I've found this workbook (http://www.cci.health.wa.gov.au/docs/ACF109F.pdf) about the problem solving technique to be very helpful. You can access all the different workbooks relating to anxiety and similar conditions here. (http://www.cci.health.wa.gov.au/resources/consumers.cfm)
CBT4Panic (http://www.nomorepanic.co.uk/showthread.php?t=131666) is another good free online course - it includes a module about obsessive thoughts and worries

There is no rush to restart medication - if you want to wait a few more days to see if you improve, I'm sure your doctor would be understanding. If the anxiety gets any worse, I would consider taking them though. Maybe sertraline would suit you better than citalopram did (although I haven't tried it myself).

I came off citalopram 5 weeks ago with my doctor's approval (after weaning off for 5 weeks) as I had recovered from my anxiety and learnt coping techniques, and I felt fine for the first few weeks, but in the last few days I've felt some anxiety creeping back and I've felt a bit low. Did you experience the same thing? Do you remember how long it took before the withdrawal effects went away completely?

smbljb
08-04-13, 13:22
Hi Sparkle,

Thanks for your reply - it's full of good advice.

I think I've been much the same as you - always in the back of my mind thinking I can't cope - even when I plainly can and there is empirical evidence to support the fact I can. This just seems to be overwhelming me at the minute and although I am adamant I am not taking the meds I may do.

Just got my first job rejection after the interview on Friday so am smarting a bit. But, importantly, not as badly as I thought I might.

You're right about contracting - it's not the place for me I don't think but I love the money. When I'm in a job I realise I am better than most there, when I'm out of a job I just simply forget and I'm at the bottom of the pile again. Really strange how what I do seems to define who I am. I have a friend who works in Switzerland who reminded me that I have a lovely wife and 3 good kids. All doing well. The only thing I can see at the minute is that I'm letting them down.

To answer your question about the Citalopram though I had much the same experience as you seem to have had. It worked and for a year I was really comfortable. In the back of my mind though I knew I had to stand on my own 2 feet at some point and tapered off them. The withdrawal was awful - feelings like electric shocks in my head and in both arms. They only lasted a week or so and I was then fine.

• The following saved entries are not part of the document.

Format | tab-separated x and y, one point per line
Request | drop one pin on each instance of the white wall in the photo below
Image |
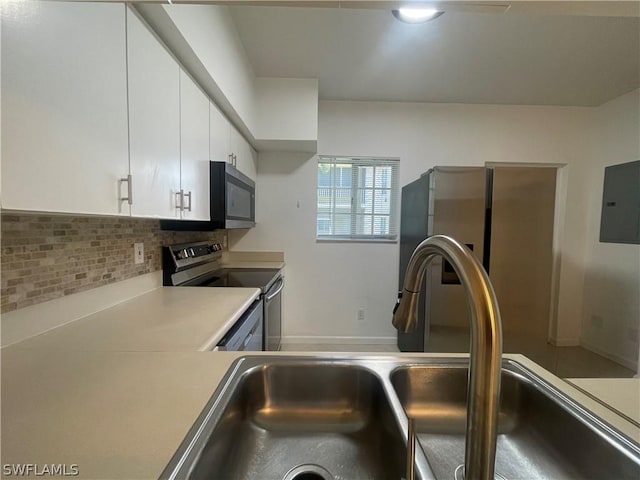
286	109
611	321
211	34
269	112
328	282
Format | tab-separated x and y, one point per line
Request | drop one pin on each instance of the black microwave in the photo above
232	202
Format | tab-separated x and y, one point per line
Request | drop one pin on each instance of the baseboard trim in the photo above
36	319
625	362
340	340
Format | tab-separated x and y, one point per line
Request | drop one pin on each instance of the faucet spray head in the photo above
405	313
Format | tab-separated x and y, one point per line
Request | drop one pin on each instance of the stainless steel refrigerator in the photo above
505	216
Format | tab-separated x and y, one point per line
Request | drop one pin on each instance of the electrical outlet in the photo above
138	253
596	321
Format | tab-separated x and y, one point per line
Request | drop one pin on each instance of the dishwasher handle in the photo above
270	296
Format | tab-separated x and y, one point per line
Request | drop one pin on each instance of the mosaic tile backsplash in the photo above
50	256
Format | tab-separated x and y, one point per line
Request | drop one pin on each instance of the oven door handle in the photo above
271	296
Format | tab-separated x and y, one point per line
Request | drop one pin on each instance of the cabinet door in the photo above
219	131
194	149
64	111
154	122
245	160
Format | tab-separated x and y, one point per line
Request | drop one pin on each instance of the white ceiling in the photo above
365	54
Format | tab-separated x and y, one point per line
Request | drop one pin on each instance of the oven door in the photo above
273	316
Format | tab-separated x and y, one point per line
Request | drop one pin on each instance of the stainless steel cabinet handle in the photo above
180	200
278	290
129	197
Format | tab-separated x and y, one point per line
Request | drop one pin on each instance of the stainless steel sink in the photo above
300	420
343	418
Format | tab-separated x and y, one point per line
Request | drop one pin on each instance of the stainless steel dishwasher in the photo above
273	315
246	334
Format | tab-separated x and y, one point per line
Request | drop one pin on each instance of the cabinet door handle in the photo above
129	197
180	200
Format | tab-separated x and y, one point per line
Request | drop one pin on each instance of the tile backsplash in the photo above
50	256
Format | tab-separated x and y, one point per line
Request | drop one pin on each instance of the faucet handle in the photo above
395	307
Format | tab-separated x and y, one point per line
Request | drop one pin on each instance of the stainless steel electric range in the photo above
195	265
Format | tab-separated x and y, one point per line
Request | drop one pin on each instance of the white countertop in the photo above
166	319
122	415
621	394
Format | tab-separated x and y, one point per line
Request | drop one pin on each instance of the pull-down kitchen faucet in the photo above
483	391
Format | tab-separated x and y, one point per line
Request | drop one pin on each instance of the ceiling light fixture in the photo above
416	15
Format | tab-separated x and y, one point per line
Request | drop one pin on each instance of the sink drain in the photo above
459	474
308	472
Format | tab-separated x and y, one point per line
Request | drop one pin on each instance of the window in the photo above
357	198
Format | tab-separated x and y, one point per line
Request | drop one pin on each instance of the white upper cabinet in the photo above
194	150
64	110
219	135
154	123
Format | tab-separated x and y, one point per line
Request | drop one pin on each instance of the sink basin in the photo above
345	418
540	435
302	421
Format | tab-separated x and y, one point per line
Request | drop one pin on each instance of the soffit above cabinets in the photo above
462	57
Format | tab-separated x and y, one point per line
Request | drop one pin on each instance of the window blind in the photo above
357	198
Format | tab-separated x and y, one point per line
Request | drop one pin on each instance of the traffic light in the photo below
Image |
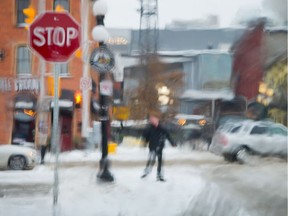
78	99
59	8
30	13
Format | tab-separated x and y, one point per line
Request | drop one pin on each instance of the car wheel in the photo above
228	158
17	162
242	155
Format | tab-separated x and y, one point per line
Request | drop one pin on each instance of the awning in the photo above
25	101
193	94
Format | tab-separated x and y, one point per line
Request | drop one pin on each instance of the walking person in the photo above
155	135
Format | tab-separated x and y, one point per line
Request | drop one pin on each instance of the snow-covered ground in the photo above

I think some anxiety is a good thing. It's normal and healthy to worry but I read a really good article yesterday saying that worry is just the imagination of possible outcomes. Most of which never happen. And the ones that do happen only contain a very small amount of outcomes that can be controlled. It advised imaging positive outcomes to everything you worry about to trick your brain into not obsessing.

I think I'm going to start running, keep busier, see a therapist and then take the meds as a last resort. I just need to hold it together.